Hypertension often goes undiagnosed in children
CHICAGO – Pediatric records suggest doctors fail to diagnose high blood pressure in most children and teenagers who have it, an oversight that could have devastating health consequences once they become adults, researchers reported Tuesday.
The study, published in this week’s Journal of the American Medical Association, found that among children whose blood pressure readings indicated hypertension, only one in four had the diagnosis documented in their electronic medical records.
If the findings are extrapolated nationwide, as many as 1.5 million children and teens could have undiagnosed high blood pressure, said Dr. David C. Kaelber, a pediatrician at Boston Children’s Hospital and a study co-author. That compares with about 500,000 children who have been correctly diagnosed.
“I expected to find some under-diagnosis, but it was the magnitude of the under-diagnosis that was most striking,” Kaelber said. He said the study was “a wake-up call for providers as well as parents that we need to become much more educated and careful about looking at blood pressure in children.”
Other research already has suggested that high blood pressure is becoming more common in children and adolescents in the U.S., paralleling the nation’s obesity epidemic. The estimated prevalence is between 2 percent and 5 percent.
Blood pressure refers to the force exerted on artery walls as blood flows through the body. Untreated hypertension usually does not cause life-threatening problems in children because the damaging effects occur over time, but it has been linked to heart attacks, strokes and kidney failure in adults.

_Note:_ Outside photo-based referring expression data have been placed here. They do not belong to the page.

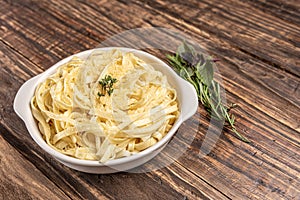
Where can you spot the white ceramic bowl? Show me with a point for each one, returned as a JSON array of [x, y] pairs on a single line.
[[187, 99]]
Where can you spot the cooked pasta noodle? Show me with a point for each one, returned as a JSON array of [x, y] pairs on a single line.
[[75, 120]]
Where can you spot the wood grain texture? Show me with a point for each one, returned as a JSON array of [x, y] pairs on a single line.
[[258, 45]]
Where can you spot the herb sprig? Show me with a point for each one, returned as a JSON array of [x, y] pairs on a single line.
[[198, 70], [107, 85]]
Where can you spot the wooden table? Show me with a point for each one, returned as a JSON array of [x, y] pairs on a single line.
[[258, 45]]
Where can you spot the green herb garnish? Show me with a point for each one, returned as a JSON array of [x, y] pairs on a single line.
[[107, 85], [198, 70]]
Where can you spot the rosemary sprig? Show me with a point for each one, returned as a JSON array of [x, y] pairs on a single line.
[[107, 85], [198, 70]]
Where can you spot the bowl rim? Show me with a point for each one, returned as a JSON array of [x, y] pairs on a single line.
[[35, 132]]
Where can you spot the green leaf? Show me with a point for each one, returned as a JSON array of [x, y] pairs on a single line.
[[206, 72]]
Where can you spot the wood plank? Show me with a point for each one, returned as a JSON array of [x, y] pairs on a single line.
[[20, 178], [268, 168]]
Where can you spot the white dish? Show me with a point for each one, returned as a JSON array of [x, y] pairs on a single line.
[[187, 99]]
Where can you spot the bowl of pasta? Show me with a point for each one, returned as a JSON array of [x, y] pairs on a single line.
[[105, 110]]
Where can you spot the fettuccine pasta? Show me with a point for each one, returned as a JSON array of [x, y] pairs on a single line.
[[78, 117]]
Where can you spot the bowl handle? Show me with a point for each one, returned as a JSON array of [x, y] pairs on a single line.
[[20, 106], [189, 100]]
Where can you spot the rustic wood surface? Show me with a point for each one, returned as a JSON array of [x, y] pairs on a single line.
[[258, 43]]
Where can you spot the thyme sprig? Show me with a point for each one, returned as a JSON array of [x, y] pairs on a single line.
[[107, 85], [198, 70]]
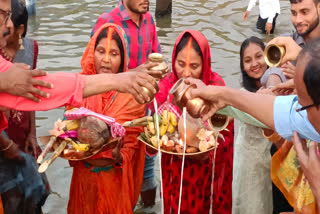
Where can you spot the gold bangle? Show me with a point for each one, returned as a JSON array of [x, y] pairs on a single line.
[[8, 147]]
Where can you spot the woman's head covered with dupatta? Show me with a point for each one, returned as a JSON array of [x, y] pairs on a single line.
[[107, 51], [200, 62]]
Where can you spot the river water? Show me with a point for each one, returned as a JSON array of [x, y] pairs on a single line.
[[62, 29]]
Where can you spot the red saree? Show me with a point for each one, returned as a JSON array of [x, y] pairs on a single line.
[[197, 177], [114, 190]]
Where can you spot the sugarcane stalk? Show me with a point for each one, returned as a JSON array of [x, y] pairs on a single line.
[[138, 122], [44, 166], [46, 149]]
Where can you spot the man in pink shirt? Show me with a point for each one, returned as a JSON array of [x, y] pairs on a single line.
[[55, 90]]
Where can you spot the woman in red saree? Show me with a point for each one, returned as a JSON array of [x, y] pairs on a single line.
[[99, 185], [197, 177]]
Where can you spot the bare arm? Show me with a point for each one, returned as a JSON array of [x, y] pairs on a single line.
[[259, 106], [128, 82]]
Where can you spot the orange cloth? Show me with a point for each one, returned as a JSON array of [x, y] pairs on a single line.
[[288, 176], [116, 190], [1, 206]]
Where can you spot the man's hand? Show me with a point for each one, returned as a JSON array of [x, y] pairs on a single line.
[[245, 15], [285, 88], [12, 154], [145, 67], [309, 160], [264, 90], [19, 81], [211, 95], [288, 70], [268, 27], [9, 149], [292, 49], [31, 145], [133, 83]]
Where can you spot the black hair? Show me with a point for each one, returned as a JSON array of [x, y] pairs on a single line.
[[116, 37], [183, 43], [248, 82], [19, 15], [299, 1], [311, 76]]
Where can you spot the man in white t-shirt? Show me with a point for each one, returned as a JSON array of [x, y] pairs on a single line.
[[268, 13]]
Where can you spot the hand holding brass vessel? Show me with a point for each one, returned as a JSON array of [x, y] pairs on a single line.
[[162, 66], [181, 93], [218, 122], [197, 106], [273, 55]]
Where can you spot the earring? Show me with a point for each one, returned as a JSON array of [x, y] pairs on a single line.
[[20, 43]]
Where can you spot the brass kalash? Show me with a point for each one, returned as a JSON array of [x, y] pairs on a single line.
[[197, 106], [273, 55]]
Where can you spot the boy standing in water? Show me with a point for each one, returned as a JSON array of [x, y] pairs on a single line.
[[268, 13]]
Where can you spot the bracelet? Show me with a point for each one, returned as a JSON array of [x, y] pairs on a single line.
[[8, 147], [274, 137]]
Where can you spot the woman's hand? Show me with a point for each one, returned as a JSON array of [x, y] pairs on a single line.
[[211, 94], [20, 81], [31, 145], [117, 158], [288, 70]]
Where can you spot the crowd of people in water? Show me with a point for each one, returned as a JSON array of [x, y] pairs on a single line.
[[271, 166]]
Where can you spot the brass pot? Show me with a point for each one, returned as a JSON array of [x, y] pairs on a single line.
[[193, 127], [149, 93], [218, 122], [181, 93], [158, 58], [273, 55]]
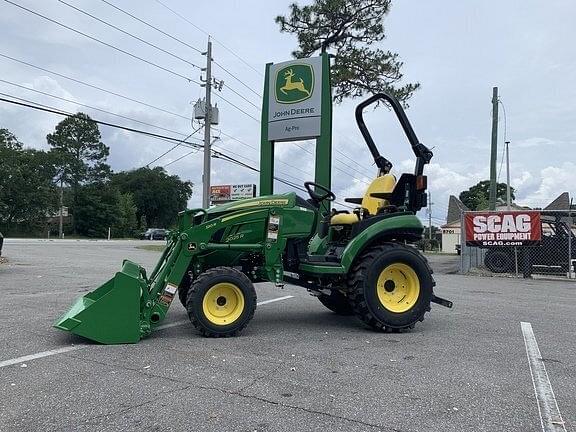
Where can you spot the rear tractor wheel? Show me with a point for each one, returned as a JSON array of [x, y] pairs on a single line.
[[391, 287], [221, 302], [337, 303]]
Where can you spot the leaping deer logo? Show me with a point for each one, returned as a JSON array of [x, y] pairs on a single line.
[[290, 85]]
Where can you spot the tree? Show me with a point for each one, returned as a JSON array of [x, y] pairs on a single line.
[[127, 220], [81, 156], [158, 197], [478, 196], [27, 192], [349, 28], [96, 210], [8, 140]]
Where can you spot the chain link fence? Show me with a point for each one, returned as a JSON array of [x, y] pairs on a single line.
[[553, 256]]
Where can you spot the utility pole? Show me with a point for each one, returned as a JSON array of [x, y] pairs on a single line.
[[493, 149], [508, 201], [60, 222], [430, 219], [207, 122]]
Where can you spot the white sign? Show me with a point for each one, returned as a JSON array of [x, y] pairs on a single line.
[[238, 192], [295, 98]]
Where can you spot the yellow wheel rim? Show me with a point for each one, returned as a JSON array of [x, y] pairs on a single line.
[[223, 303], [398, 287]]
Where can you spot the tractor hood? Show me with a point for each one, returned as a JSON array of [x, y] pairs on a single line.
[[283, 200]]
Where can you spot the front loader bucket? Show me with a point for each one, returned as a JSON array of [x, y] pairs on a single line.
[[111, 313]]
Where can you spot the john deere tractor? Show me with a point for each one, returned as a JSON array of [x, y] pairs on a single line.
[[357, 262]]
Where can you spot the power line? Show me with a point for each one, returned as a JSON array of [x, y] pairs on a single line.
[[84, 83], [180, 158], [92, 107], [236, 78], [130, 34], [242, 96], [207, 34], [335, 167], [254, 148], [153, 27], [256, 163], [46, 108], [104, 43], [173, 148], [237, 107], [176, 39]]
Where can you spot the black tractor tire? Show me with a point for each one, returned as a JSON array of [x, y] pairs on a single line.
[[337, 302], [364, 293], [499, 261], [227, 310]]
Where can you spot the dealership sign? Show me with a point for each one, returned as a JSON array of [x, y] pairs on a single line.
[[295, 96], [507, 228]]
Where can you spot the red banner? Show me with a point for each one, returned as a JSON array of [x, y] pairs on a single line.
[[503, 228]]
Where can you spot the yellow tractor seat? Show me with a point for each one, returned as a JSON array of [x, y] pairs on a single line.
[[371, 205]]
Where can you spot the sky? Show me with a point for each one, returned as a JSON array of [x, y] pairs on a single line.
[[456, 50]]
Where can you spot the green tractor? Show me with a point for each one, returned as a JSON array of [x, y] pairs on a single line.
[[357, 262]]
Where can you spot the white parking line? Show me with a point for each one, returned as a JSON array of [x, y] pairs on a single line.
[[550, 416], [75, 347], [182, 322], [39, 355]]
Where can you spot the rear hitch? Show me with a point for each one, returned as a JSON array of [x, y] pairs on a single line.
[[441, 301]]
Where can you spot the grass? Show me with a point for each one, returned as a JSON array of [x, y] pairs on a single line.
[[153, 248]]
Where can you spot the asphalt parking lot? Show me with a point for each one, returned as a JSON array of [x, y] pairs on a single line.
[[297, 367]]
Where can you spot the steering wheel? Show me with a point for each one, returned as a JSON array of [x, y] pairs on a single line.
[[329, 195]]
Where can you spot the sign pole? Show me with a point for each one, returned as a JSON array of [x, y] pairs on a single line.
[[266, 147], [207, 122], [493, 149], [323, 166]]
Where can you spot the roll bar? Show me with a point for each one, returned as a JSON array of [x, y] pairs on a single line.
[[423, 154]]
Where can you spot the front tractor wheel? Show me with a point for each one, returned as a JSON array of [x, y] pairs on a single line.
[[391, 287], [221, 302]]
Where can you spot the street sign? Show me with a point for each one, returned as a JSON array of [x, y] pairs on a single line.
[[226, 193], [220, 193], [505, 228], [295, 97], [244, 191]]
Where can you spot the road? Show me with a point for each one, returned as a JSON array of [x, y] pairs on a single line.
[[297, 367]]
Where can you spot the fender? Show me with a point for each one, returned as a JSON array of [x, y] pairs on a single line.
[[394, 227]]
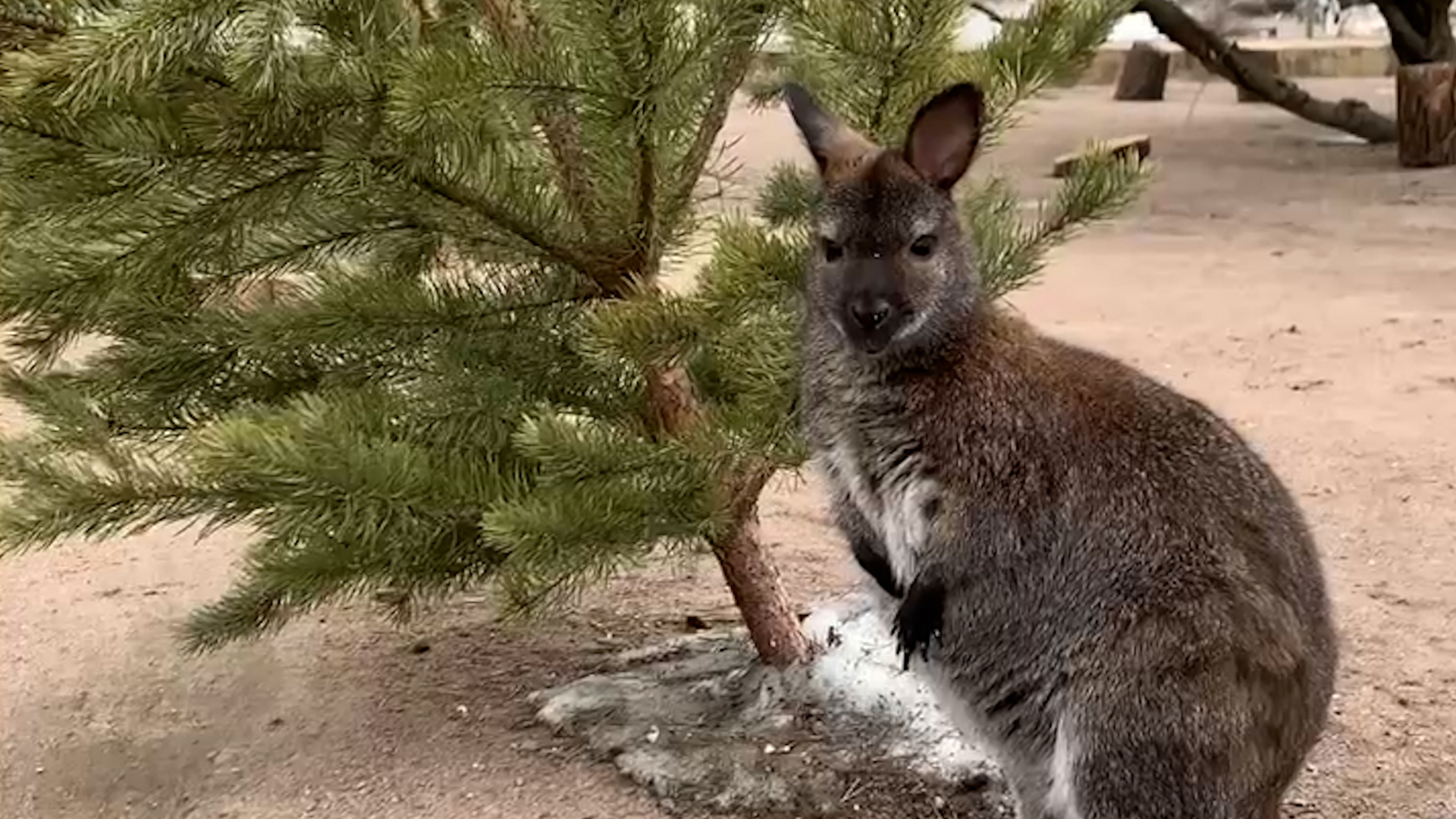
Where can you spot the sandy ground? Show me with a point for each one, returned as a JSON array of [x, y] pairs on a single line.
[[1305, 289]]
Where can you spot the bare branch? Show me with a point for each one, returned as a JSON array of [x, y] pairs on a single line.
[[996, 17], [1350, 115]]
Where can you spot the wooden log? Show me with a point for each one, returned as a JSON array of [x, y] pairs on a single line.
[[1142, 145], [1426, 114], [1145, 74], [1266, 61]]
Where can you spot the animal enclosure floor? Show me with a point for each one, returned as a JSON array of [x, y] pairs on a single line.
[[1302, 286]]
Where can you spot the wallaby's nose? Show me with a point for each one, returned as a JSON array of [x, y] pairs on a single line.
[[870, 312]]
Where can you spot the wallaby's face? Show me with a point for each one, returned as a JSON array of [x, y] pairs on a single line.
[[890, 267]]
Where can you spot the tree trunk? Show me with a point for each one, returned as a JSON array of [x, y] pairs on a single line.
[[1145, 74], [1420, 31], [758, 589], [1266, 61], [1426, 114], [1218, 55], [755, 582]]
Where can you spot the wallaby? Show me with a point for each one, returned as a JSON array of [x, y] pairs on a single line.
[[1103, 582]]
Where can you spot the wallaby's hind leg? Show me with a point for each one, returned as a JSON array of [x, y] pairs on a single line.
[[1145, 770]]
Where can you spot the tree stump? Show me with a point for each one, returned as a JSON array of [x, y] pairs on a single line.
[[1426, 114], [1145, 74], [1266, 60]]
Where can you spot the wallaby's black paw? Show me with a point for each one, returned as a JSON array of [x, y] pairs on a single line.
[[919, 618], [873, 560]]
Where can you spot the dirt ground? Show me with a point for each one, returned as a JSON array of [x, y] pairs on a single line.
[[1304, 287]]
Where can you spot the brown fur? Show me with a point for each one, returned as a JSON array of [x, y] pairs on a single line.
[[1098, 573]]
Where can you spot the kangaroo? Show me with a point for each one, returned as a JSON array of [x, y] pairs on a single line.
[[1103, 582]]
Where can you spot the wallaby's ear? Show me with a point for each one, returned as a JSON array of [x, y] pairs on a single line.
[[946, 133], [835, 146]]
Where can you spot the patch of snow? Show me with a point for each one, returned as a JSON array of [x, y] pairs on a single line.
[[1134, 28], [859, 670]]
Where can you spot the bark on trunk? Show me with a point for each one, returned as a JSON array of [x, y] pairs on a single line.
[[755, 582], [1266, 61], [758, 589], [1420, 31], [1145, 74], [1426, 112], [1218, 55]]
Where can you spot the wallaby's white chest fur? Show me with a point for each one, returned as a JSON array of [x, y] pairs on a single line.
[[893, 494]]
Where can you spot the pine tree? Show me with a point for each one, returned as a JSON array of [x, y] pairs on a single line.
[[382, 279]]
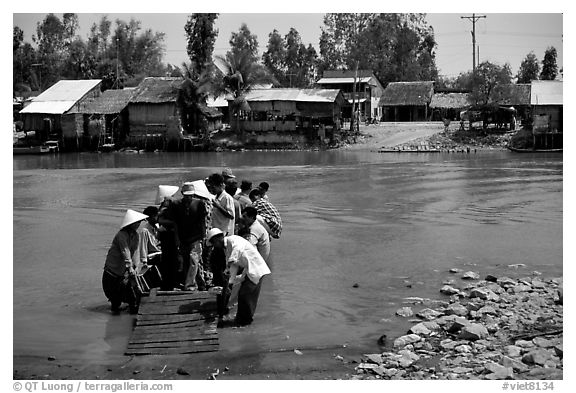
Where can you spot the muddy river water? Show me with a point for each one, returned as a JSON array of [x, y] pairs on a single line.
[[393, 224]]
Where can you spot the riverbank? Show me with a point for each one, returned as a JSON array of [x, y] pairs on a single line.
[[412, 135], [496, 328]]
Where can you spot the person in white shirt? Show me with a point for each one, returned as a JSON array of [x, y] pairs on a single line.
[[255, 233], [241, 255]]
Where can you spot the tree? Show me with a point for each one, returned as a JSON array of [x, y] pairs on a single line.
[[244, 43], [49, 37], [397, 47], [529, 69], [200, 37], [549, 66], [485, 81], [238, 73], [24, 75], [274, 57]]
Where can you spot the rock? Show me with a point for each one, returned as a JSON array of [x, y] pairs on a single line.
[[407, 358], [458, 324], [420, 329], [558, 349], [519, 288], [448, 344], [375, 358], [491, 278], [513, 351], [487, 310], [498, 371], [402, 341], [456, 309], [449, 290], [413, 300], [517, 265], [463, 349], [506, 282], [182, 371], [471, 276], [524, 344], [428, 314], [539, 357], [473, 332], [542, 342], [405, 312], [537, 284], [481, 293], [516, 365]]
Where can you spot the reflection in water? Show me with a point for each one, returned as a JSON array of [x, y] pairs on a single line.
[[392, 224]]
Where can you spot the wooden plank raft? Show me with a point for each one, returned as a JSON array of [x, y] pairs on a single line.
[[175, 322]]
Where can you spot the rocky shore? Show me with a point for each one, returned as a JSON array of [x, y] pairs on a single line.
[[495, 329]]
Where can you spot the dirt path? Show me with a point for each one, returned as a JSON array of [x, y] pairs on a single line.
[[375, 137]]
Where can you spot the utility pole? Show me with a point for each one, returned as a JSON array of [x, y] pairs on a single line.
[[474, 18]]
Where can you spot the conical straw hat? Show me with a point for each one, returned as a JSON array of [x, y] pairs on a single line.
[[131, 217], [165, 191], [198, 188]]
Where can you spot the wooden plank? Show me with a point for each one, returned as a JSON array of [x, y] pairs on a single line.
[[175, 344], [171, 318], [166, 296], [175, 323], [172, 351], [159, 338], [172, 336], [174, 328], [179, 309]]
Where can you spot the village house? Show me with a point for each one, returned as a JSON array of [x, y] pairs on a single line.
[[286, 115], [516, 96], [45, 114], [448, 103], [407, 101], [546, 99], [366, 96], [160, 118], [103, 120]]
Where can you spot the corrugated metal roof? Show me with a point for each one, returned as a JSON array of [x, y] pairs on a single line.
[[54, 107], [217, 102], [327, 81], [61, 96], [546, 93], [513, 94], [111, 101], [302, 95], [156, 90], [449, 100], [407, 93]]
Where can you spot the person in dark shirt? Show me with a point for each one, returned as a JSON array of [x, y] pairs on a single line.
[[187, 217]]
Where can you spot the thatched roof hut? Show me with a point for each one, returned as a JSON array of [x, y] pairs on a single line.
[[449, 101], [407, 101]]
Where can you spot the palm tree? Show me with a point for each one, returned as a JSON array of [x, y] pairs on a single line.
[[239, 74], [192, 95]]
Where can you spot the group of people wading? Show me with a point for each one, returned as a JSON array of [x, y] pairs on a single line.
[[216, 235]]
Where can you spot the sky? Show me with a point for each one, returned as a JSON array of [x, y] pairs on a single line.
[[502, 37]]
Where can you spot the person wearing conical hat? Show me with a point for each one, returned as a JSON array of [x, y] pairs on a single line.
[[242, 256], [118, 280], [187, 217], [165, 192]]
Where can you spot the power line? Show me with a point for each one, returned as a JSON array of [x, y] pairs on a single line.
[[473, 19]]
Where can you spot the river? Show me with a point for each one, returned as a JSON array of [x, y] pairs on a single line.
[[362, 231]]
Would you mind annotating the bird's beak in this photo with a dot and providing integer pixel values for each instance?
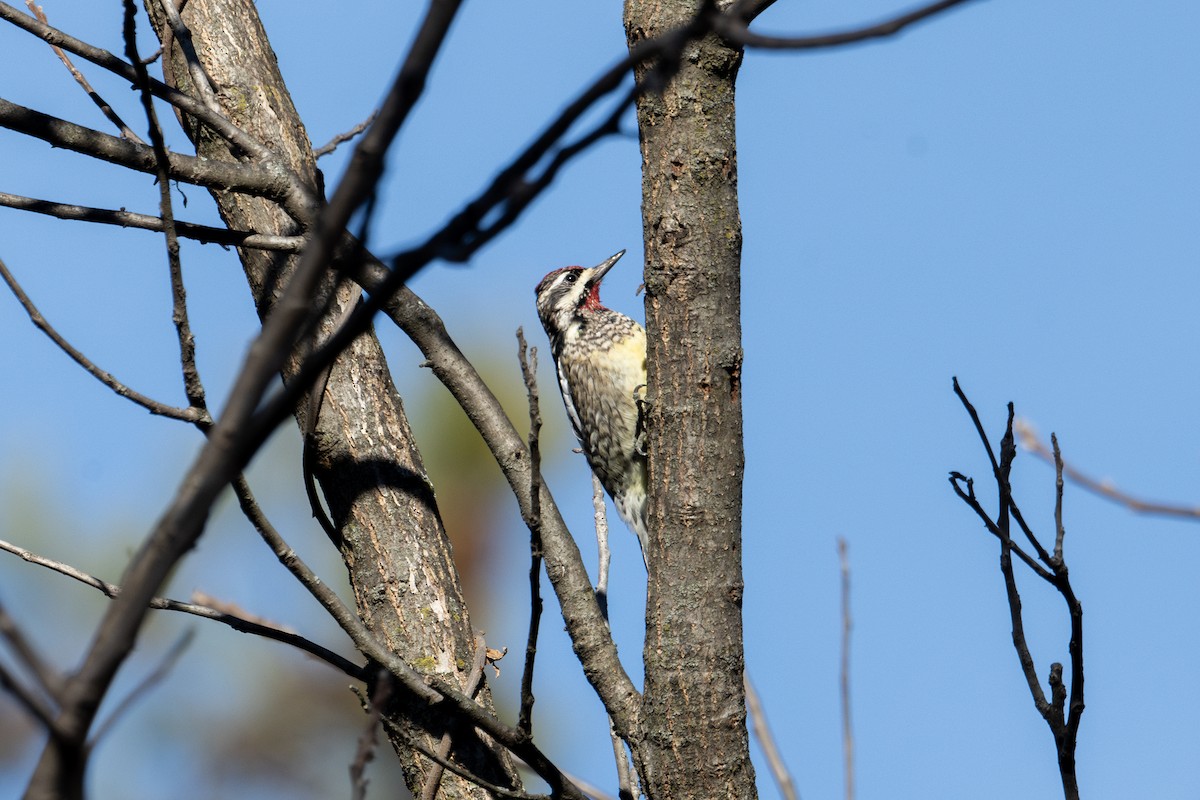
(595, 275)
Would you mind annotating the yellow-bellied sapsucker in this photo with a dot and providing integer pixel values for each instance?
(600, 355)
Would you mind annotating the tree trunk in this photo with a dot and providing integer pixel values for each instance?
(381, 500)
(694, 709)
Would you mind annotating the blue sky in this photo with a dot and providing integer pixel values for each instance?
(1007, 194)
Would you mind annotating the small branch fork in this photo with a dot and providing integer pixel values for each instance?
(1061, 711)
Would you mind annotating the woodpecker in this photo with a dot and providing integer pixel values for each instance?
(600, 355)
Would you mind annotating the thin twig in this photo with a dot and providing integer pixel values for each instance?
(847, 734)
(124, 218)
(604, 554)
(192, 385)
(28, 698)
(201, 80)
(367, 739)
(1032, 443)
(102, 58)
(142, 690)
(105, 108)
(767, 739)
(341, 138)
(533, 521)
(235, 621)
(627, 785)
(474, 680)
(40, 322)
(735, 30)
(1062, 720)
(49, 680)
(495, 788)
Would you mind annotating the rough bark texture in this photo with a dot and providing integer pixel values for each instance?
(694, 708)
(371, 473)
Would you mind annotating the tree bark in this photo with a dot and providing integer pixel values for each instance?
(381, 500)
(694, 715)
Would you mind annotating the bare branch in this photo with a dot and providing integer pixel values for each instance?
(767, 743)
(49, 681)
(604, 555)
(1030, 440)
(154, 407)
(105, 108)
(585, 621)
(30, 701)
(148, 222)
(201, 79)
(847, 733)
(367, 739)
(341, 138)
(48, 678)
(501, 791)
(1063, 722)
(144, 686)
(246, 178)
(474, 680)
(238, 623)
(192, 385)
(222, 126)
(735, 30)
(533, 521)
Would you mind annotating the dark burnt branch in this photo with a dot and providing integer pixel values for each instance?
(474, 681)
(369, 740)
(1030, 440)
(166, 663)
(245, 178)
(192, 385)
(48, 679)
(237, 621)
(105, 107)
(35, 316)
(499, 791)
(201, 79)
(102, 58)
(34, 704)
(585, 620)
(1063, 710)
(36, 699)
(735, 30)
(204, 234)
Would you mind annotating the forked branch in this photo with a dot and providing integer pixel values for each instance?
(1063, 709)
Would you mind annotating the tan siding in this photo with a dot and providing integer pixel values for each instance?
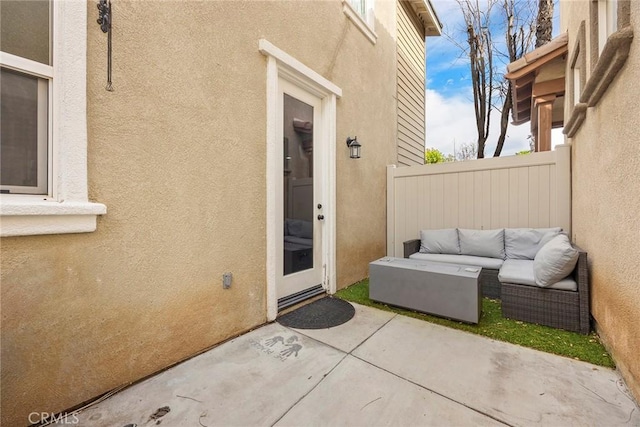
(481, 194)
(410, 87)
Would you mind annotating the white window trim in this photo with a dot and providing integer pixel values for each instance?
(66, 209)
(607, 21)
(282, 65)
(365, 27)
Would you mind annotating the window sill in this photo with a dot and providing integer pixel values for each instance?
(360, 23)
(613, 57)
(28, 216)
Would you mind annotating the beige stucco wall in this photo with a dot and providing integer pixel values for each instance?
(177, 154)
(606, 200)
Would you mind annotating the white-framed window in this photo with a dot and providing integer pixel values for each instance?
(361, 13)
(25, 87)
(607, 21)
(43, 129)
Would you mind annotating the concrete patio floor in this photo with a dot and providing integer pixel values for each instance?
(377, 369)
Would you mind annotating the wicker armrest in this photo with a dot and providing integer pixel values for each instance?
(411, 247)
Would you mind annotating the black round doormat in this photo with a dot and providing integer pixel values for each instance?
(321, 314)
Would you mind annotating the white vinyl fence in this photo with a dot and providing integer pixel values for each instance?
(532, 190)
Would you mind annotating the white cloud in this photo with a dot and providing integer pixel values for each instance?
(451, 120)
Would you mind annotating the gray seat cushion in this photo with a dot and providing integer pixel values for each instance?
(491, 263)
(524, 243)
(483, 243)
(520, 271)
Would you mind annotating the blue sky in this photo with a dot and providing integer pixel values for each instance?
(449, 97)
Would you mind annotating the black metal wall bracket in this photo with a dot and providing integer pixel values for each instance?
(104, 20)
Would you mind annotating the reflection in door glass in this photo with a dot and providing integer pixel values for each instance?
(298, 185)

Normal blood pressure for adults is a systolic pressure below 120 and a diastolic pressure of 80 as measured in millimeters of mercury. Systolic pressure between 120 and 139 or a diastolic pressure between 80 and 89 means prehypertension, or slightly elevated blood pressure that often leads to full-blown hypertension.
Identifying the condition in children, however, is far more complicated. Guidelines developed by medical experts define hypertension as blood pressure at or higher than the 95th percentile for age, sex and height during three different office visits. Prehypertension is defined as average blood pressure at or higher than the 90th percentile for age, sex and height, or a reading of more than 120 over 80.
That’s where it gets sticky. For example, the 95th blood pressure percentile for a 15-year-old girl in the 75th percentile of height is 129 over 84, but the 95th percentile for an 8-year-old boy in the 10th percentile of height is 112 over 76. Although tables are available to help clinicians determine whether blood pressure is abnormal, they don’t always use them.